We would lose the ability of objects to hold onto functions in their top-level that referred to a specific member of a base object by WORD!, without applying derivation. Consider something like registering a callback:

 obj: make object! [
     x: 10
     foo: method [...] [
         global/register-callback func [y] [x: x + y]

It seems reasonable to assume that this callback that is being passed around will always refer to the x in obj. I'd be nervous about any strategy which says that if you happen to store that callback in the wrong place at the wrong time, it suddenly refers to the x in another object. But that is exactly what would happen if the global passed that handler put it in a member variable of some class related by derivation of OBJ, and another derivation happened. Calling out methods explicitly helps limit the reach of this behavior.

There's a small performance hit in lookup on each WORD! in the method body when the method has a binding. We have to walk the binding down through to its base classes (0 steps in this case) and make sure that any references to those base classes are forwarded to the object.

(This points out an optimization, that bindings with no parents can be ignored at the moment of execution. They're only relevant at the point of the next derivation. I should do that adjustment now.)

Those might be the only problems. But I'm not quite sure, and my intuition says it's not a good idea to avoid being explicit.

Bear in mind that derived binding solves an actual issue. Even just a thousand objects with 10 member functions with 10 arrays on average each, you get 1000 * 10 * 10 => 100000 arrays of overhead. If each array averages 5 items, that is rounded up to length 8 arrays in the pool. On a 64-bit system you're paying 8 * 4 => 32 bytes per cell, so times 8 that's 256 bytes per array. Your 1000 modest object instances could easily incur 2560000 bytes of overhead for these deep copies.
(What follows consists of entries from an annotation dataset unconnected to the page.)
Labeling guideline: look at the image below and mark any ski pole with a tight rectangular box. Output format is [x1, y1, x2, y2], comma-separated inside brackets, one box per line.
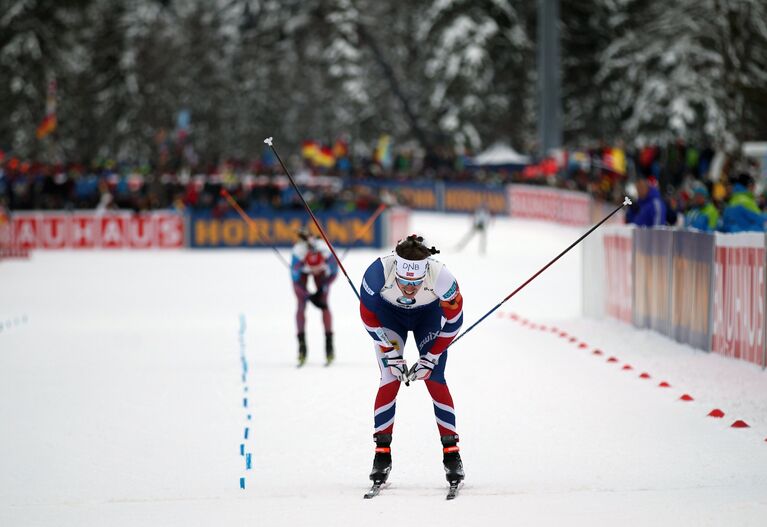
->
[448, 197, 631, 348]
[264, 137, 360, 300]
[264, 137, 410, 386]
[221, 188, 290, 269]
[341, 203, 388, 260]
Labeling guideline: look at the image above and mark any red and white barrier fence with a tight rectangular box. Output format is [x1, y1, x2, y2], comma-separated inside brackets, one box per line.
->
[711, 233, 766, 366]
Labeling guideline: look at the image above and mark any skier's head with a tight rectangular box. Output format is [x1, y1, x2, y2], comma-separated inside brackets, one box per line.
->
[394, 234, 439, 298]
[296, 227, 317, 249]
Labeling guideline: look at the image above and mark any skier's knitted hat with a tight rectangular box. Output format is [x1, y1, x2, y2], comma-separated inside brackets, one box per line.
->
[395, 234, 439, 280]
[396, 255, 428, 280]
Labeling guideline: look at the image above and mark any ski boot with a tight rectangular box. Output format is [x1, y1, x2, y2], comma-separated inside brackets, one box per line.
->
[441, 435, 465, 484]
[325, 333, 336, 366]
[370, 434, 391, 485]
[298, 333, 306, 368]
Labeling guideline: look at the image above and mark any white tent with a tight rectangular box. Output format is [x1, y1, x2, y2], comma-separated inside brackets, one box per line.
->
[468, 143, 530, 167]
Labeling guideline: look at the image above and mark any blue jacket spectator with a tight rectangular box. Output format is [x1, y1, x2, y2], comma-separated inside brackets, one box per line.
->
[626, 177, 666, 227]
[722, 174, 765, 232]
[684, 186, 719, 232]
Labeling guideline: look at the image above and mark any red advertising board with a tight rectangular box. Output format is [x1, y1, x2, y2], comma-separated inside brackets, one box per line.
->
[509, 185, 591, 225]
[603, 228, 634, 324]
[12, 211, 184, 249]
[711, 233, 765, 366]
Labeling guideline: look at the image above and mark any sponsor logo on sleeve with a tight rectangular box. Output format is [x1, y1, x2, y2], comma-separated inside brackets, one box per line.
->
[442, 280, 458, 300]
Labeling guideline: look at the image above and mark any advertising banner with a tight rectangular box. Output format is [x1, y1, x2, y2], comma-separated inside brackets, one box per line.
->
[603, 226, 635, 324]
[442, 184, 508, 216]
[507, 185, 591, 225]
[671, 230, 714, 351]
[634, 229, 674, 337]
[12, 211, 184, 250]
[711, 233, 765, 366]
[349, 180, 508, 215]
[352, 180, 442, 210]
[189, 211, 390, 248]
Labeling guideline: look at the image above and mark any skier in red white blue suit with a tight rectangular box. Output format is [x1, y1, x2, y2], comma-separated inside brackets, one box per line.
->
[360, 234, 464, 483]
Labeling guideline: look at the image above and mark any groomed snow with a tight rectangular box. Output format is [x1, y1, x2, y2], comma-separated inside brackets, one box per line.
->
[0, 213, 767, 527]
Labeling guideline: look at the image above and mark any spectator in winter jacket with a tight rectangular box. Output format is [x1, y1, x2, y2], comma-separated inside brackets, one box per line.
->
[684, 185, 719, 232]
[722, 173, 765, 232]
[626, 176, 666, 227]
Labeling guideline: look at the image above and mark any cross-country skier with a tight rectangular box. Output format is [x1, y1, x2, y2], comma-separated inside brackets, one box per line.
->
[360, 234, 464, 485]
[290, 229, 338, 366]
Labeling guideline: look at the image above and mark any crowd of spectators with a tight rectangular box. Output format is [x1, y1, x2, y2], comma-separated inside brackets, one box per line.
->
[0, 141, 765, 230]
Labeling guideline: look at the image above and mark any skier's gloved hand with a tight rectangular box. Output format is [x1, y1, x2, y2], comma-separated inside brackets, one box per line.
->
[407, 353, 439, 381]
[308, 290, 328, 309]
[381, 348, 408, 381]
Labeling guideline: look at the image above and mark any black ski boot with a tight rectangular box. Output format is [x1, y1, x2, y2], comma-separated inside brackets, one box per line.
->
[441, 435, 465, 483]
[370, 434, 391, 485]
[325, 333, 336, 366]
[298, 333, 306, 368]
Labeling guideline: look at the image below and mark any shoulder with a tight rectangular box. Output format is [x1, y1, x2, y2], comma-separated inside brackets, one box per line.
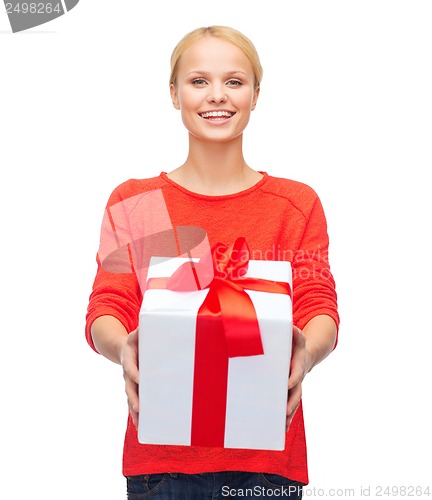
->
[262, 175, 320, 215]
[107, 175, 166, 206]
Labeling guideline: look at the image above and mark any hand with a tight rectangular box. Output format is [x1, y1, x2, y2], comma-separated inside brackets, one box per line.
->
[120, 329, 139, 427]
[286, 326, 312, 431]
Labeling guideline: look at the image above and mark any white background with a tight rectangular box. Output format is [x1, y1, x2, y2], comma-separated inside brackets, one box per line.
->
[0, 0, 432, 500]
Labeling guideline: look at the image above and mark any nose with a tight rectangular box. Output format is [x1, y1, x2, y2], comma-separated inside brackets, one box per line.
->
[207, 86, 228, 104]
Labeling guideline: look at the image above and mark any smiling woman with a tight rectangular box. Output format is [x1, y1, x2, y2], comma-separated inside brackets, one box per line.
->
[86, 26, 339, 500]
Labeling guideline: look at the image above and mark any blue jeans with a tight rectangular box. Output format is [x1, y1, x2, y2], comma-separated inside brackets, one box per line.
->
[126, 472, 303, 500]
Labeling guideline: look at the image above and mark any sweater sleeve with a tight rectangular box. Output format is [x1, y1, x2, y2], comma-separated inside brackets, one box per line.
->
[292, 196, 339, 338]
[85, 188, 142, 352]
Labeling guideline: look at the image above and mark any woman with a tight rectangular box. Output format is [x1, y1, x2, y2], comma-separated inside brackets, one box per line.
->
[86, 26, 339, 500]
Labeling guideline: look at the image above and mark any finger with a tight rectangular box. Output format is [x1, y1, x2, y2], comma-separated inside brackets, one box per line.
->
[287, 384, 302, 418]
[123, 361, 139, 384]
[125, 377, 139, 413]
[288, 365, 303, 390]
[129, 405, 138, 428]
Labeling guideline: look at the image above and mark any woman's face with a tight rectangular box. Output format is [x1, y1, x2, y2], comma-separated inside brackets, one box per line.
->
[171, 36, 259, 142]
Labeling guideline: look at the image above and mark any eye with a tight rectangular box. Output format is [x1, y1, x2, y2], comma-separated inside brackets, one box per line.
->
[192, 78, 206, 85]
[227, 80, 243, 87]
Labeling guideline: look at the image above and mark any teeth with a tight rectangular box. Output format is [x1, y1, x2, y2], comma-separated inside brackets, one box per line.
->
[200, 111, 234, 118]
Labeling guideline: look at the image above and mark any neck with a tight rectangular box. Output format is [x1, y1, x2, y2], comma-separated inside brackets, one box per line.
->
[168, 135, 262, 196]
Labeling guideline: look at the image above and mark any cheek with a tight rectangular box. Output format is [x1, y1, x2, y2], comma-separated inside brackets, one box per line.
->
[235, 90, 254, 110]
[179, 91, 199, 111]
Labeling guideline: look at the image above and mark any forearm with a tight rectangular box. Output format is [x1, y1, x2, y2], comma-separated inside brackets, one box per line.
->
[91, 316, 128, 364]
[303, 314, 337, 371]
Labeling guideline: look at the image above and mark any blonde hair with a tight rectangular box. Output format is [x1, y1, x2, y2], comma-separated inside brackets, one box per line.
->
[169, 26, 263, 88]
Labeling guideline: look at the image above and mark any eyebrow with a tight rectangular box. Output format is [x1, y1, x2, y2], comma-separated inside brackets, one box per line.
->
[186, 70, 247, 76]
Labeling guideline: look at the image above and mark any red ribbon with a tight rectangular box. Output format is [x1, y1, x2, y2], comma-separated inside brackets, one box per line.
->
[147, 237, 291, 447]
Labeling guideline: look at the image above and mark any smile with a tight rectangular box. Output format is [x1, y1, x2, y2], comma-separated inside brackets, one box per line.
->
[198, 110, 235, 120]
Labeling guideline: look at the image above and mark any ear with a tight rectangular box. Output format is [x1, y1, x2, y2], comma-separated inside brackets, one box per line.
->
[251, 86, 260, 111]
[170, 83, 180, 109]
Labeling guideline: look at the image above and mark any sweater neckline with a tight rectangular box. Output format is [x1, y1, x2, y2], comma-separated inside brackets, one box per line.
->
[160, 170, 269, 201]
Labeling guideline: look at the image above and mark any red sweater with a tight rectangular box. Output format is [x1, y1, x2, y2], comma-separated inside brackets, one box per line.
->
[86, 173, 339, 483]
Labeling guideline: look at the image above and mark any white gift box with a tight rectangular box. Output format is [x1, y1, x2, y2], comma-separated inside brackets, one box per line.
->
[138, 257, 292, 450]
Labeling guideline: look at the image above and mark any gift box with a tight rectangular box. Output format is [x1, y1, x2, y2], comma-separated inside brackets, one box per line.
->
[138, 240, 292, 450]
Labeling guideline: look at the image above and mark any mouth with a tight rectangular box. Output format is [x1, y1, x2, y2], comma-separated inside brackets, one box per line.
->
[198, 110, 236, 121]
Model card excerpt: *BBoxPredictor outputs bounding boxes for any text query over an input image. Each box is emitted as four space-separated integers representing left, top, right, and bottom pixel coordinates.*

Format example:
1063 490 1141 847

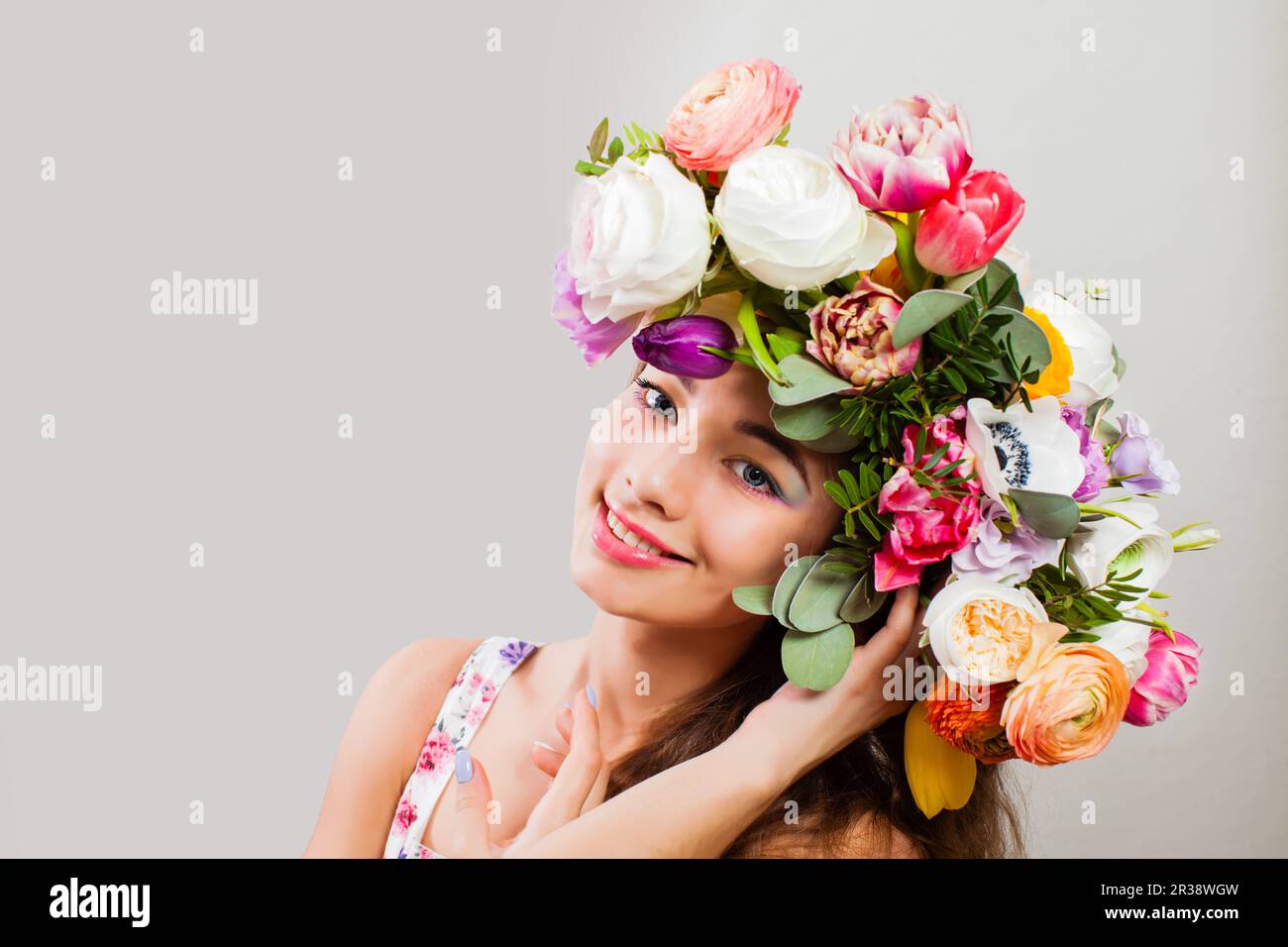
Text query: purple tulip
631 316 738 377
1109 411 1181 493
550 250 643 366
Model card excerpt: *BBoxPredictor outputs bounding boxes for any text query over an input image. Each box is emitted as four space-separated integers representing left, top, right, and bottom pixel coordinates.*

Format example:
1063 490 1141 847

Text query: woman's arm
304 638 478 858
501 733 793 858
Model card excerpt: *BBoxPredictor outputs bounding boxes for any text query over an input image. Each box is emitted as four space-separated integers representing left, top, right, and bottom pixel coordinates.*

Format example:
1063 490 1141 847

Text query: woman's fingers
525 690 606 837
452 746 493 858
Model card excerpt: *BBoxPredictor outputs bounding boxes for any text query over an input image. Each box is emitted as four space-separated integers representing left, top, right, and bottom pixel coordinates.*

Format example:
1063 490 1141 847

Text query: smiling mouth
591 498 693 569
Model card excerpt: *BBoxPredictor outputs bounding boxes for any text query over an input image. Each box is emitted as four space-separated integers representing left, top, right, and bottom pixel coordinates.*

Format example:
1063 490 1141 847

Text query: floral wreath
553 59 1220 817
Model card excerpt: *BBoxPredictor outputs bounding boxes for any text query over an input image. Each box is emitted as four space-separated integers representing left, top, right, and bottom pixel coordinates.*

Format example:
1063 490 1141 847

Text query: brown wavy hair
606 362 1025 858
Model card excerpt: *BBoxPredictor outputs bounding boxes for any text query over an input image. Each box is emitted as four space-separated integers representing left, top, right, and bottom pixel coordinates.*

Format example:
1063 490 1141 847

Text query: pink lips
590 502 693 569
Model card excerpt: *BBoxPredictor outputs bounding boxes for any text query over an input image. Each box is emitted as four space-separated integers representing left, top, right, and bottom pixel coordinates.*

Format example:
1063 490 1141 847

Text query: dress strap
383 635 545 858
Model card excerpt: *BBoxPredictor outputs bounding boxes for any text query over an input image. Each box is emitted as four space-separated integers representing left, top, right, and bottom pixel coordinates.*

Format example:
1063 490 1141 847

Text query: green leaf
890 290 971 349
769 398 840 441
944 265 988 292
1009 489 1082 540
782 622 854 690
587 115 608 161
783 556 854 634
986 257 1024 312
841 573 886 625
765 330 805 362
769 356 851 404
770 556 823 627
733 585 774 614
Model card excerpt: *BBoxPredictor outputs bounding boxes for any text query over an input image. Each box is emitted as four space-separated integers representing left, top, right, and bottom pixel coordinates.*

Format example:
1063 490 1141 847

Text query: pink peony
873 404 980 591
805 277 921 391
1124 630 1203 727
662 59 802 171
832 95 971 211
914 171 1024 275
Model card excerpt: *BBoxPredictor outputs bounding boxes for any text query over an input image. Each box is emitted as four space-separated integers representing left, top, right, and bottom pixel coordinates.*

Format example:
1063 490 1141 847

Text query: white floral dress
383 635 545 858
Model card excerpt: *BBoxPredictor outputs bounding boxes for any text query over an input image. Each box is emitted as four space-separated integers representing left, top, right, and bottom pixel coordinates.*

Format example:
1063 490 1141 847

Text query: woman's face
572 362 841 627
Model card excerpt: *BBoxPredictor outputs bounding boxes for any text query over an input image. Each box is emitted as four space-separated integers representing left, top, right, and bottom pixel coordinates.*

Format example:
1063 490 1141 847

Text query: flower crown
553 59 1220 817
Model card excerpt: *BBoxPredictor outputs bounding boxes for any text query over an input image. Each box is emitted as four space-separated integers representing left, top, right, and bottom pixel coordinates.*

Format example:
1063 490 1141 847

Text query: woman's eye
729 460 783 497
635 378 677 421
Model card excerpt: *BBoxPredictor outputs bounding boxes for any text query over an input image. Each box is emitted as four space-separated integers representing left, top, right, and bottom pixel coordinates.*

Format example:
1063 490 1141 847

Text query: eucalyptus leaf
840 573 886 625
769 398 841 441
733 585 774 614
783 556 854 633
770 556 823 627
1009 489 1082 540
986 257 1024 312
782 622 854 690
769 356 851 404
944 265 988 292
890 290 971 349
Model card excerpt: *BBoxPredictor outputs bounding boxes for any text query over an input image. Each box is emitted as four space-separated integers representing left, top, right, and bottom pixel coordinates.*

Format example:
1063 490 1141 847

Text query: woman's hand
452 690 608 858
734 585 926 789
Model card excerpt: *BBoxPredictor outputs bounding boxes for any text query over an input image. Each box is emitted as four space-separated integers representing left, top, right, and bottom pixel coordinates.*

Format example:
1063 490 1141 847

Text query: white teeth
606 510 666 556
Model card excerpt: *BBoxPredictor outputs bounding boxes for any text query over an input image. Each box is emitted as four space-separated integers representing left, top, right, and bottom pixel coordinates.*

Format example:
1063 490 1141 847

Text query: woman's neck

This is a foundational flaw in a general purpose "object language", and is not acceptable. The problem is real: Atronix was forced to move methods out of their objects to be functions that took the objects as a parameter. It wasn't even the memory that bothered them--their use case could add gigabytes if they needed it--it was the delay the GC incurred from having to traverse so many series.


I get the argument of efficiency here, but my concern is having different behaviour between blocks and functions in terms of binding. I'm not sure the point of a function inside of an object is if it's not bound to that object.

The scalability argument does sound compelling, but it seems the solution is to use functions external to the object than a two-tier function solution with hidden metadata and be on the developer's head if they choose the costlier option.

Mechanically, there really is no such thing as "inside an object". Objects only refer to functions.

Functions are values in Rebol. The point of functions inside of an object that are not bound to that object is that the function is a value. :-/

If I make an object that wants to cache the old value of some operators I'm going to change from LIB, with intent to put them back later... then should these values get somehow tainted by the fact they were stored in object fields? e.g.

red>> cacher: make object! [
    saved: none
    save-func: func [f] [saved: :f]

red>> cacher/save-func :replace

red>> :cacher/saved = :replace
== true

red>> cacher2: make cacher []

red>> :cacher2/saved = :replace
== false

I call this bad--performance ramifications notwithstanding.

So are blocks, but they are deep copied. I would posit that vastly more often than not a function value within an object has some relation to other values within that object or clone.

>> x: make object! [name: "X" print-name: func [] name-printer: [print name]]
== make object! [
    name: "X"
    print-name: 'make action! [[] [...]]
    name-printer: [print name]

>> y: make x [name: "Y"]      
== make object! [
    name: "Y"
    print-name: 'make action! [[] [...]]
    name-printer: [print name]

>> do y/name-printer    

>> y/print-name

Performance is obviously a concern and something that would have to be managed, however sanitizing this behaviour in the name of performance is next to useless.

y/print-name cannot work in this example, right?

The code works as is in current Ren-C.